Friday 27 June 2008

A right Royal rascal...

Oonagh Robinson looks back at the week's TV...

Normally, I couldn’t give a stuff about any programme focussing on our Dullsville Royal family, but Snowdon and Margaret (Channel 4, Weds) was strangely compelling.

Maybe it was because they were both so glamorous and hung around with Peter Sellers, Liz Taylor and Richard Burton so much.

But maybe it was also because they just seemed a bit more human than that other lot.

At the start of this racy documentary, we kept being told how charismatic and Bohemian Tony Armstrong Jones used to be. Looked like a horse just the same as all the other Royals to me, but you have to take people’s word for it sometimes.

He was shamelessly rejected by his posh mum as a child. She once put him and one of his sisters in third class on the train, while another sibling travelled in second class and the “favourite” went in first. Is there no end to the cruelty of the upper classes?

Despite such setbacks, Tone soon became a world class photographer and was bedding virtually everyone in London by the time he met Princess Margaret. Even after he met her, actually.

The happy couple soon got married and everything was wonderful for a while - but old habits die hard and Tony was soon up to his old tricks.

It all ended rather horribly with Snowdon leaving nasty notes to his missus in her glove box saying: “You look like a Jewish manicurist, and I hate you.” Charming.

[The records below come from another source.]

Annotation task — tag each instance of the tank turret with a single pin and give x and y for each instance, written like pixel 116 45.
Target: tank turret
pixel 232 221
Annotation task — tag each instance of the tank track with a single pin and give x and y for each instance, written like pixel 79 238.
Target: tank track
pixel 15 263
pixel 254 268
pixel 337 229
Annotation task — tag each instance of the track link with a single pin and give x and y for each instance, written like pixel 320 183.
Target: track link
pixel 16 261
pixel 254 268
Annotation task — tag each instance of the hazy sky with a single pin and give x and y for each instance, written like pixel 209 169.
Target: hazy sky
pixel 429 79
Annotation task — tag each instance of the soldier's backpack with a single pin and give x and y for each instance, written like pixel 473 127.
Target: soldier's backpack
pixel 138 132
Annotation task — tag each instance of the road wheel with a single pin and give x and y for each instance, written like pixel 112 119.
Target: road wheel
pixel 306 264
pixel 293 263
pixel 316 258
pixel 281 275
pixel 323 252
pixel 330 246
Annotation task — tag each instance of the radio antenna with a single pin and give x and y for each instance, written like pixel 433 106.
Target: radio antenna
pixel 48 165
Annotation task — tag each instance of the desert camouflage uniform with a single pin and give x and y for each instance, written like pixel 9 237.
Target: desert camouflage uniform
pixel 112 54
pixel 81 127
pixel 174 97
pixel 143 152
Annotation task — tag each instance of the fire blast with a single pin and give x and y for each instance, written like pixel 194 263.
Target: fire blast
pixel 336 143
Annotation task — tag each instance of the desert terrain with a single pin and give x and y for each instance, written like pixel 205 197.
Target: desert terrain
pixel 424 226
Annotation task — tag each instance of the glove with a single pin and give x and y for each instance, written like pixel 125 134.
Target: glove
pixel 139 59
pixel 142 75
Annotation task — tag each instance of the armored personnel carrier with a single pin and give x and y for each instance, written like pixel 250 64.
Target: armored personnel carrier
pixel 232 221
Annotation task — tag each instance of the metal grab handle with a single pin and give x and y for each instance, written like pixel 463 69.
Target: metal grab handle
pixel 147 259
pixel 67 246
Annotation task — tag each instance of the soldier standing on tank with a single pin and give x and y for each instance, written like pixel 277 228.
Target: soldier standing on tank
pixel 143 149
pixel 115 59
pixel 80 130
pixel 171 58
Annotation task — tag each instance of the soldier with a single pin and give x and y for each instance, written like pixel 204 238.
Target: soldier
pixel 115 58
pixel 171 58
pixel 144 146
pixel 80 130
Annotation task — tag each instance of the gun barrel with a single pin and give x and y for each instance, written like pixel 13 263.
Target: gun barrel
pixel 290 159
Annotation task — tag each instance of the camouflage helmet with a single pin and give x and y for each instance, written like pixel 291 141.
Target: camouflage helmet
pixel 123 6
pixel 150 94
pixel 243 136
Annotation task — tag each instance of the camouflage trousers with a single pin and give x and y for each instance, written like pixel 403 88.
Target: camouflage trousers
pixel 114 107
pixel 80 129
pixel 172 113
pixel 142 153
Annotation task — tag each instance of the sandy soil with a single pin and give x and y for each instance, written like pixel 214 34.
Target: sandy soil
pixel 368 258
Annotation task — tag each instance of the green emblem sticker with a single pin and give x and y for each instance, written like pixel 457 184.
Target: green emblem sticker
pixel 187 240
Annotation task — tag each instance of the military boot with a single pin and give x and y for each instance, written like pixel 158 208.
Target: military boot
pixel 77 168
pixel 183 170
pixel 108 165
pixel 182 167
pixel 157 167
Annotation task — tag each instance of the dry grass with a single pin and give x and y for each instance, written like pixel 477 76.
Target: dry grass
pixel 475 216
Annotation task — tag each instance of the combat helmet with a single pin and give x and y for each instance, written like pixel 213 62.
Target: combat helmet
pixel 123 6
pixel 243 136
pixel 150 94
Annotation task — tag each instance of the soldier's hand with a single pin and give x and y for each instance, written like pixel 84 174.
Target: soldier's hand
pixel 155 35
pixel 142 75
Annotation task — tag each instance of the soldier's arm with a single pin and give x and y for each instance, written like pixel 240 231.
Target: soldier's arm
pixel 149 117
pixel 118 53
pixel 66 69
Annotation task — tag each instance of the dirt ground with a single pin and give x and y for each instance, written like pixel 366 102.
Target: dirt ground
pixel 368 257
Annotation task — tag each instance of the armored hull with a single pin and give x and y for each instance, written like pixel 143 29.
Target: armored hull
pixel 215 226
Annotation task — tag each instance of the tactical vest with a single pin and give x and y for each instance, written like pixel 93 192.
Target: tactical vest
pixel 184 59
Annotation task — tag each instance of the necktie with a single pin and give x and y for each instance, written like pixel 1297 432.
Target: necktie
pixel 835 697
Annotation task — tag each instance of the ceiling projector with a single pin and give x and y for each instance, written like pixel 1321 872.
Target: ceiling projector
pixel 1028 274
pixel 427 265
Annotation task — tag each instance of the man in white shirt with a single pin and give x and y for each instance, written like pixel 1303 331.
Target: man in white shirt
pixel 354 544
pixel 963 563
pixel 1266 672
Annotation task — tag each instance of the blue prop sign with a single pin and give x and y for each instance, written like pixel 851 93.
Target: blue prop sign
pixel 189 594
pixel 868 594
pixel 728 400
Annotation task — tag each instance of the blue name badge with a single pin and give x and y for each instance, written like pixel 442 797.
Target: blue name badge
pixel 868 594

Course, him being such a rat and fathering 20 or 30 kids outside of wedlock (well, nearly) and all that didn’t stop the public blaming Margaret for the embarrassing divorce.

Even the Queen herself still thought Tone was a smashing bloke after the split.

Something tells me she didn’t know half the story...





The Supersizers (BBC2, Tues) were in Regency England this week - where they were mostly eating cheese on toast.

Sue Perkins and Giles Coren continued their highly enjoyable exploration of historical diets with a look at what posh folk ate in the early 19th century.

The former Prince Regent himself, we learned, once breakfasted on an enormous pigeon pie and oodles of champagne. He was dead four weeks later, mind.

And Nottingham’s own Lord Byron was a bit of a “Manorexic.”

Yes, after ballooning in his early 20s, the poet soon developed all sorts of eating disorders and became one of the faddiest eaters around.

Most disgusting of all, he insisted on using a whole egg to whiten his tea. Which didn’t look poetic at all, let me tell you.

Giles was quite encouraged when after a week on game, red wine, champagne, sweetmeats, steak and cheese on toast for breakfast, luncheon and dinner, he hadn’t ended up with gout and had only put one or two pounds on.

Maybe he needed to do it for an entire lifetime to really feel the benefit...







Ooh, we have been missing Adrian Chiles on The One Show (BBC1, weekdays) while he’s been off commentating on that football borefest.

His replacements on the relentlessly upbeat magazine show this week included Nicky Campbell and Matthew Wright - who just weren’t right at all.

Maybe it’s just that the only accent to go with sidekick Christine Bleakly’s strong Nor’n Irish drawl is a thick Brummie twang.

Still, at least we’ve learned a few things this week. Who would’ve thought ladybirds could make such interesting telly, eh?